For a breath I hear nothing in the world, not the alarms switching over, not the footsteps of men running, not the breath torn from Aoife where she grips the frame with both hands as if strength can be dragged out of varnished wood and fed back into the body. I touch the sheet with two fingers, find heat still lingering there, and the heat tells me I am late by minutes, not hours, which is both blessing and blade.

“Close the house,” I say, and the order goes out like a current. “Every gate sealed, staff contained to the blue salon, keys collected, radios up. Kieran, take the south wall. Eddie, the garage. Seamus, the cameras in the nanny wing first, the old nursery suite, then the eastern path. Call a locksmith and have every exterior and service lock rekeyed by dawn, window latches included.”
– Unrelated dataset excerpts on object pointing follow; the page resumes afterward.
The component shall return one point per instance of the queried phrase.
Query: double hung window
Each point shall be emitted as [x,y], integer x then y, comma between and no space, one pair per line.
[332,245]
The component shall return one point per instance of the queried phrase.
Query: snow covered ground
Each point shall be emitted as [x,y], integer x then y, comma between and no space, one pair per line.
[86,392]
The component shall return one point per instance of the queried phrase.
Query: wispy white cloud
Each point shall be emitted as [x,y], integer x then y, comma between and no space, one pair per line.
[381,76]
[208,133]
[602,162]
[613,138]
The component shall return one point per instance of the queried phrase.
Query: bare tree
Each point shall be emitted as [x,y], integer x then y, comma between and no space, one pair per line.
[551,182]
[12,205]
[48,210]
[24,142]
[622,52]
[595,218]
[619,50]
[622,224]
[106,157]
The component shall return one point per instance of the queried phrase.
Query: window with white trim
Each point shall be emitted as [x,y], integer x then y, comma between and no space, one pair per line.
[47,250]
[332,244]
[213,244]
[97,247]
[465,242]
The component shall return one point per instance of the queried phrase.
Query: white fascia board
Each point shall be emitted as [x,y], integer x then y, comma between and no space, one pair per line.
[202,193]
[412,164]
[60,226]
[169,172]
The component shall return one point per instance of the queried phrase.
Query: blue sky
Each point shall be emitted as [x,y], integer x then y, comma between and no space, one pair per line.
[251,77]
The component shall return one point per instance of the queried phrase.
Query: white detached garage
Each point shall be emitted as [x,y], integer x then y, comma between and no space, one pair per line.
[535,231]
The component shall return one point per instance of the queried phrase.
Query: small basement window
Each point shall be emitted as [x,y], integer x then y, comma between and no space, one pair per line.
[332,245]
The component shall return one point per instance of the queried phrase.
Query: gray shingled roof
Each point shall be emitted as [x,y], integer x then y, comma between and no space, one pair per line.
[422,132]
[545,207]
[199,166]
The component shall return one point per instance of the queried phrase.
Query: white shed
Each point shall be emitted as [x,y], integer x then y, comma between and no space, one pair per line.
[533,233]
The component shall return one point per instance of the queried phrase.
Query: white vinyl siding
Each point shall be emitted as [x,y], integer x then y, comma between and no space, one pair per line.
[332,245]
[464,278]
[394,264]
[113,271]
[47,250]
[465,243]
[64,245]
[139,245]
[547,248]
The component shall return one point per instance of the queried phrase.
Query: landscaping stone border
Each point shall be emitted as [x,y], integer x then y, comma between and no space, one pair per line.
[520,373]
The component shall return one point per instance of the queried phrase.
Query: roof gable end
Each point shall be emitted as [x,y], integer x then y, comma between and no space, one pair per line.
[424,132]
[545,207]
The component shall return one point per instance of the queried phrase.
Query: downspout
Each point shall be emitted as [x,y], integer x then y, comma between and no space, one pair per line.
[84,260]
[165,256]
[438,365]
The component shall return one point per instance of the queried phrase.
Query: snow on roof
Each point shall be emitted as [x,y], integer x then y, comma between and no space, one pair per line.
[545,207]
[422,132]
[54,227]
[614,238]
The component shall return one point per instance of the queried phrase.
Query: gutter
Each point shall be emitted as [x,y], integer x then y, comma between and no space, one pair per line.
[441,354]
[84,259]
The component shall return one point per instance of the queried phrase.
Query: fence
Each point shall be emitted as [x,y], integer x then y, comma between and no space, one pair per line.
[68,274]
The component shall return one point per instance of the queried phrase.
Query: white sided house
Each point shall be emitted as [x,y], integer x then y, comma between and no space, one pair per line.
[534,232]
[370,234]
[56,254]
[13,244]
Aoife’s lips move without sound, then sound returns and it is a small ragged “No,” and then another, harder, “No,” and she steps into the room as if the bed might change its mind and give her back the child it was holding twenty minutes ago. I catch her shoulders before she tears the covers apart for the fourth time, the movement of someone drowning not someone searching,and I press my mouth close to her ear because anything louder will break her.

“I will bring him back,” I tell her, steady because I must be, because anything less than steady is failure. “Stay in the house, stay where I can find you, give Seamus your phone, let him mirror it to the feed and keep it on you, answer when I call.”

She twists to face me and the look in her eyes would burn a church to the foundations. “Do not tell me to stay still.”